Je suis fonctionnaire mis à disposition d’une association par une grande université. Tous mes collègues sont salariés de statut privé à l’exception de notre direction (et de moi-même, donc). J’ai été nommé DPO de cette association bien que n’ayant aucune connaissance en la matière (au moment de ma nomination) et bien que je manque largement de temps pour remplir correctement cette mission.

Le 16/03/2026, en ma qualité de DPO et de référent informatique de l’association, j’ai été sollicité par un collègue pour une étrangeté concernant son solde de congés sur un nouveau SIRH récemment mis en place par la direction : suppression de 5 jours de congés par un acteur (un collègue) qui n’a pourtant aucun droit de modification paramétré et affirme n’avoir procédé à aucune opération. Seule ma direction a un droit d’action sur les demandes de ce collègue.

En conséquence, le 17/03/2026, je contacte le SIRH depuis mon adresse officielle de DPO afin d’obtenir des explications et les logs.

Le 18/03/2026, je suis contacté téléphoniquement par ma direction qui me demande des précisions, ayant été contactée elle-même par le SIRH ; je suis alors surpris et inquiet de constater que ma démarche de contrôle en tant que DPO a été immédiatement fuitée à ma hiérarchie par le prestataire SIRH, leader en la matière, et normalement informée de l’obligation de respect de l’indépendance des DPO.

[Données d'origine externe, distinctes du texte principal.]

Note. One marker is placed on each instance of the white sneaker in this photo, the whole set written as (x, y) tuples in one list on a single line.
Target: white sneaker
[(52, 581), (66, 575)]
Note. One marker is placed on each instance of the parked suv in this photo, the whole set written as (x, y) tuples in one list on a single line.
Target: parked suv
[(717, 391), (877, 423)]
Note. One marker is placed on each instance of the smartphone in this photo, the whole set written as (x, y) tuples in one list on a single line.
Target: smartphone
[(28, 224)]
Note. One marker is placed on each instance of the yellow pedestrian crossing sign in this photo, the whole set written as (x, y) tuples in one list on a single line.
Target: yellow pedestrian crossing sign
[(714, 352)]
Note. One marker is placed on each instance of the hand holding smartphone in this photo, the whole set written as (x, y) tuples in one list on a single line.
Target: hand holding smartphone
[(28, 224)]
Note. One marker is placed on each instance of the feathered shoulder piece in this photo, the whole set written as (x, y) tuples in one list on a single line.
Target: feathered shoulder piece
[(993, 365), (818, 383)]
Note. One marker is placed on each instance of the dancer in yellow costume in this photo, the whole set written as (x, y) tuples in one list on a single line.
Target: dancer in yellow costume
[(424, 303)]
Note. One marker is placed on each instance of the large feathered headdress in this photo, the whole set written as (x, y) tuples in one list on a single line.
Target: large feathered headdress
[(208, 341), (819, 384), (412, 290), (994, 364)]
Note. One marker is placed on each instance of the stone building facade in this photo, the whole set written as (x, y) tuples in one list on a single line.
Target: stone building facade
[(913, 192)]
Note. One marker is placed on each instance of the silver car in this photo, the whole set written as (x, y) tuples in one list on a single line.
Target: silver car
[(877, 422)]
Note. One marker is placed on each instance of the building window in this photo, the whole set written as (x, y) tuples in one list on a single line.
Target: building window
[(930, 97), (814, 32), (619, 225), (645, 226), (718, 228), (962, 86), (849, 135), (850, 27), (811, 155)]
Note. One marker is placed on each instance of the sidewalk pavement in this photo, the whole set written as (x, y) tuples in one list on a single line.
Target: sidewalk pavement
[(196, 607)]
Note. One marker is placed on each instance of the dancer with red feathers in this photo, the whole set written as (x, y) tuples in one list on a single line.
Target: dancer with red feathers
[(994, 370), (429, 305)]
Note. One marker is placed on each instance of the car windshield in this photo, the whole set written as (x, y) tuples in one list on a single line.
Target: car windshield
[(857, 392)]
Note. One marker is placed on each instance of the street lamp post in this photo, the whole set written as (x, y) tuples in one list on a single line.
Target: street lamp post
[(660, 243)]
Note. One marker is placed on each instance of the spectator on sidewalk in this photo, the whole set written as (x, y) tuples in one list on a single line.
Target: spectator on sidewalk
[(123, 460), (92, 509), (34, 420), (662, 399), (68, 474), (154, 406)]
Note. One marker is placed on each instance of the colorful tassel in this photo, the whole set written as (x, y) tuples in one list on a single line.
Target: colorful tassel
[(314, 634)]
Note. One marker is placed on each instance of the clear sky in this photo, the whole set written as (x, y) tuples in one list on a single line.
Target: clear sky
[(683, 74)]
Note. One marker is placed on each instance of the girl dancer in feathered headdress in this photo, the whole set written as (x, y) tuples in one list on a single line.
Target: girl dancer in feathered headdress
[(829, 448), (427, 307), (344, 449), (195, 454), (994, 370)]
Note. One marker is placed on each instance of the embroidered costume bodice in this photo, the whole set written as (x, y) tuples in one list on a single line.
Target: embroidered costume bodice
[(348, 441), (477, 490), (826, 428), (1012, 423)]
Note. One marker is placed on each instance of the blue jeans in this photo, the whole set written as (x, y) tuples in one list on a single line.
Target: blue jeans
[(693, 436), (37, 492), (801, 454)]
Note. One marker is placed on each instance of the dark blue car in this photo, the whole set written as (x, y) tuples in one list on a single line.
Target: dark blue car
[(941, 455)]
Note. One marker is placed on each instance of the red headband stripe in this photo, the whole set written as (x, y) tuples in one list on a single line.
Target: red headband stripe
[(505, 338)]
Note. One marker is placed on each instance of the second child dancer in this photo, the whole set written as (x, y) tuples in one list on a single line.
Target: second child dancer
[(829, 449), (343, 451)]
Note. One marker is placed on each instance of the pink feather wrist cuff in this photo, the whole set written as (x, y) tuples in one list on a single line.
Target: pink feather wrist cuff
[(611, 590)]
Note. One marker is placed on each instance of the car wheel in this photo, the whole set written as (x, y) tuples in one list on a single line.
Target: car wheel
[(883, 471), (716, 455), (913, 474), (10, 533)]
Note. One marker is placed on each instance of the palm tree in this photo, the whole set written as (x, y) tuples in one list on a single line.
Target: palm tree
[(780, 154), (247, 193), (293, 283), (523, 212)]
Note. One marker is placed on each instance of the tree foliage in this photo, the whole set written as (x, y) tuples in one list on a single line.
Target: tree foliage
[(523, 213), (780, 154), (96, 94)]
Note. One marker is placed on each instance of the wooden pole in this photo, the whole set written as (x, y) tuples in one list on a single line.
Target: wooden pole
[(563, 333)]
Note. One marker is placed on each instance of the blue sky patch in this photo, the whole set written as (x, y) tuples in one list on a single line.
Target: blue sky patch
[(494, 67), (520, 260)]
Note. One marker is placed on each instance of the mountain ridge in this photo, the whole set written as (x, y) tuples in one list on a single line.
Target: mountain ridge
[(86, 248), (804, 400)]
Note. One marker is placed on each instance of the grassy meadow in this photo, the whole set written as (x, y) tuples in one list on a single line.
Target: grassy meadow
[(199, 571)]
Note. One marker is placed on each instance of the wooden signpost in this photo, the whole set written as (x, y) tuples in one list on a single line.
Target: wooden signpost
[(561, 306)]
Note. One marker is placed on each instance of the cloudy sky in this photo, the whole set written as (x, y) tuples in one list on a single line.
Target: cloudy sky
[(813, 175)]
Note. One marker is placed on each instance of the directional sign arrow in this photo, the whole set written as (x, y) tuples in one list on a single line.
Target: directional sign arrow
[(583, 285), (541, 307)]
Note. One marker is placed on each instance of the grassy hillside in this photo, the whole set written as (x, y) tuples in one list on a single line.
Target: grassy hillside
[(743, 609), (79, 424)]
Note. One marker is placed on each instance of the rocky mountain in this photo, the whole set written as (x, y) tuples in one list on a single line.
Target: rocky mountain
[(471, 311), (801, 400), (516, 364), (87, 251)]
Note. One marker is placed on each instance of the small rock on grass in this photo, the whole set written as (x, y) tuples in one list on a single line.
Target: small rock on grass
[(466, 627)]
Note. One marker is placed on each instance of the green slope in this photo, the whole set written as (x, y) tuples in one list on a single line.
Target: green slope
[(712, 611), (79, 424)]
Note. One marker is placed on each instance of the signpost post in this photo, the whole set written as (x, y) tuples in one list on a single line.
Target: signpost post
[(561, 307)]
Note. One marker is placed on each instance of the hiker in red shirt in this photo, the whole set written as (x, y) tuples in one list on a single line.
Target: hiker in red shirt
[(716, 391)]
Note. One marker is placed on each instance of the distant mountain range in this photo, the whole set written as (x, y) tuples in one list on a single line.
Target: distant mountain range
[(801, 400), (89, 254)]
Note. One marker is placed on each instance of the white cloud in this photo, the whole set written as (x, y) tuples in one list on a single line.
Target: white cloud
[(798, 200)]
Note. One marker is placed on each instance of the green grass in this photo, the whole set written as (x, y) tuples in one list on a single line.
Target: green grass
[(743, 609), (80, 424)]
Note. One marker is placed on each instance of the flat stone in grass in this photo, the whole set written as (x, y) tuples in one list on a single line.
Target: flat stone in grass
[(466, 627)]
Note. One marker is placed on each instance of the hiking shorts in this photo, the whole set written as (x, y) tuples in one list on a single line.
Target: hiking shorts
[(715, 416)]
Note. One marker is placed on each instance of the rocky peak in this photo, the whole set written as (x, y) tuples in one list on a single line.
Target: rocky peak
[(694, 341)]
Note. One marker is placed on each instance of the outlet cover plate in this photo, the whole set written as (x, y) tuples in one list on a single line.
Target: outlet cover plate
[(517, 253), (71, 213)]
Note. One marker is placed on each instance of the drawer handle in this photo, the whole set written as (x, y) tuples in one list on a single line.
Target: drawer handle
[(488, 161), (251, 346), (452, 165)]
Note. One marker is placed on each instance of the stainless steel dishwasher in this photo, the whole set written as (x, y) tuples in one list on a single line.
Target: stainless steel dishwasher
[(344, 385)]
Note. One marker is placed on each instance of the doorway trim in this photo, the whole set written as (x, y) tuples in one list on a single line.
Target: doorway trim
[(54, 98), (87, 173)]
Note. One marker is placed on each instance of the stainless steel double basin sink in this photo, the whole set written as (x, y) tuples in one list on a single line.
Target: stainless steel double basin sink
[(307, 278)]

Ma direction me répond : “Oh tu sais, c’est plein de bugs ces plateformes… C’est peut-être quand [l’assistante de direction récemment recrutée] faisait ses tests… Écoute je vois avec elle et si elle confirme on sera fixés. Et sinon je vois si je les autorise à te donner les logs”.

Le 19/03/2026, lors d’une réunion à laquelle je ne suis pas convié, ma direction expose à tout le monde cette situation pourtant confidentielle et enchaîne en disant : “Je le dis, dans vos pôles, s’il y en a UN, UN SEUL, qui joue le jeu de la défiance, ça va mal se passer. J’ai fermé ma gueule hier…”

Deux jours plus tard, j’obtiens enfin une réponse du SIRH, envoyé par leur Legal Manager : “Bonjour,
Je vous informe qu’à la suite de votre demande, nous avons interrogé notre contact principal auprès de notre Client xxx par mesure de sécurité.
En effet, en votre qualité « [mon métier] et DPO », vous n’êtes pas identifié comme pouvant accéder aux données des collaborateurs de notre Client xxx.
Conformément à la demande de [nom de ma direction], contact principal, nous lui avons partagé les investigations menées.
Nous vous laissons le soin de vous rapprocher d’elle.
Bien à vous”.

Je sollicite votre avis sur cette situation car j’ai le sentiment d’être victime d’une entrave dans ma mission.

Je vous remercie pour votre aide.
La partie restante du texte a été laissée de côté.